While the smoker is fired up, smoke some trout, then use the fish to make an intense spread.
Cookbook authors Bill and Cheryl Alters Jamison include the recipe in their book "Sublime Smoke" (Harvard Common Press, $16.95).
A whole trout smokes in about 30 minutes. You can put the fish on when you finish smoking the main course. Make the spread and refrigerate it to serve the next day.
Because fish tends to dry out in a smoker, the Jamisons recommend covering the fish with a paste, in this case, lemon juice and horseradish.

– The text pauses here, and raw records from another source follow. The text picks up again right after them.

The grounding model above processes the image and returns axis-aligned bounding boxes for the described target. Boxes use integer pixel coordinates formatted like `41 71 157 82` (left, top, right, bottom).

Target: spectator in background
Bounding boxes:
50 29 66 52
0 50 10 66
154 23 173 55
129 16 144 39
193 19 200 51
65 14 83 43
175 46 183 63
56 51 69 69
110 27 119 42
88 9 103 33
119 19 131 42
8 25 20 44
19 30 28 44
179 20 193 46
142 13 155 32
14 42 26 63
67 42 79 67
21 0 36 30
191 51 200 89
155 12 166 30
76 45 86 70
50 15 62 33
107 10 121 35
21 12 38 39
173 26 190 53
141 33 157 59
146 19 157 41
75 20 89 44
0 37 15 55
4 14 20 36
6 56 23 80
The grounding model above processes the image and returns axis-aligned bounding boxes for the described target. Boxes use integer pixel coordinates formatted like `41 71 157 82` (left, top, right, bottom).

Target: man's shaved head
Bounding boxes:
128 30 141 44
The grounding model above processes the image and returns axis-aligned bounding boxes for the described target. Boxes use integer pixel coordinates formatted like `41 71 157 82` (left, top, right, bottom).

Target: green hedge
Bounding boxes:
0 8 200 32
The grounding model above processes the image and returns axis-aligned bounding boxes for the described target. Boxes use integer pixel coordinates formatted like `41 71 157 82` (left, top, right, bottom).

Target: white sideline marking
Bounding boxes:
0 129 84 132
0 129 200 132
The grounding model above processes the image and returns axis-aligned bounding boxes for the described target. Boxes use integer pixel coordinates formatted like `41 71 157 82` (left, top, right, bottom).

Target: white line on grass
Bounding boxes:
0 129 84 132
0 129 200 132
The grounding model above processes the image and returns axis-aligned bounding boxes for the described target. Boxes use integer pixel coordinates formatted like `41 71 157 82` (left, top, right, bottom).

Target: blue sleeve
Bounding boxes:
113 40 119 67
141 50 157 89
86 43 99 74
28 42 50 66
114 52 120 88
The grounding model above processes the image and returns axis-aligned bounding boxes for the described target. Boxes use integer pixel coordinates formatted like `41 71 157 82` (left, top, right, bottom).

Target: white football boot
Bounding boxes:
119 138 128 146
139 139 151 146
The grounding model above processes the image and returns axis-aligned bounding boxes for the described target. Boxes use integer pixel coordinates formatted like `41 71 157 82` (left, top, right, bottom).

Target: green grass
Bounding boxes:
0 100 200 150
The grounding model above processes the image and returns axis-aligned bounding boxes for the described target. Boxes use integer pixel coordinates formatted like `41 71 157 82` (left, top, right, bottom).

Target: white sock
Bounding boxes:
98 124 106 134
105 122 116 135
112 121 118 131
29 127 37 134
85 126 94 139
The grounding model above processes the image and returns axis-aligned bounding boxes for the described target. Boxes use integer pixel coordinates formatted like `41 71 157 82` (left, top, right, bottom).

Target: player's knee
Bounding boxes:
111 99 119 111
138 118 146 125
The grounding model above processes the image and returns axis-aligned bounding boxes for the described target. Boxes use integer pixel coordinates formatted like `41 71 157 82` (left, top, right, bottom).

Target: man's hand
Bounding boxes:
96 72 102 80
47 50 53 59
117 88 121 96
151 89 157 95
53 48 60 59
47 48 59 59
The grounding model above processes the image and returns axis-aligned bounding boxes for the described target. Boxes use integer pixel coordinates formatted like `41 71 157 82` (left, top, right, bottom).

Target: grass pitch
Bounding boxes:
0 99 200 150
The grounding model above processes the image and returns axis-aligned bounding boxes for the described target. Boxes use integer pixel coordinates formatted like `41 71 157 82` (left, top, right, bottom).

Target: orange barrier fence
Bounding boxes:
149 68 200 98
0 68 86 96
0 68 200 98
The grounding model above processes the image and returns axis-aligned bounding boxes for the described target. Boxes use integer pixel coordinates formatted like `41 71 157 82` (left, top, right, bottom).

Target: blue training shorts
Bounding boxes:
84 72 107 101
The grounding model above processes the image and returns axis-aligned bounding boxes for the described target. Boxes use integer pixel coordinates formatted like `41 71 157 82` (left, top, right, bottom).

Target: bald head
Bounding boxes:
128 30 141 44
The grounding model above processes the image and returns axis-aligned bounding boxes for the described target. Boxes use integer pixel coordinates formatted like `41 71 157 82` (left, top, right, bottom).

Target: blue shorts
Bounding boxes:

The Jamisons' Drop-Dead Trout Spread
Makes about 2 cups or 6 servings
2 teaspoons plus 1 tablespoon fresh lemon juice (divided use)
1/2 teaspoon horseradish
1 trout (about 8 ounces); may also use whitefish
3 ounces cream cheese at room temperature
3 tablespoons minced onion
3 tablespoons pecan pieces, toasted
salt and fresh-ground black pepper to taste
1 1/2 teaspoons creole mustard
1 teaspoon white wine
Worcestershire sauce to taste
hot pepper sauce to taste
Prepare the smoker, bringing the temperature to 200 degrees to 220 degrees.
In a small bowl, combine 2 teaspoons lemon juice and horseradish; rub the trout inside and out with this paste. Let the fish sit at room temperature for 20 to 30 minutes.
Transfer the trout to the smoker. Cook the fish until it's opaque and flakes easily, 35 to 45 minutes. Allow the trout to cool for at least 15 minutes.
Flake the fish, discarding any skin and bones. Place the fish and remaining ingredients in a food processor and pulse until well mixed. Pack the spread into a small serving bowl and refrigerate for at least 30 minutes. Serve with zucchini rounds, crackers or bread sticks.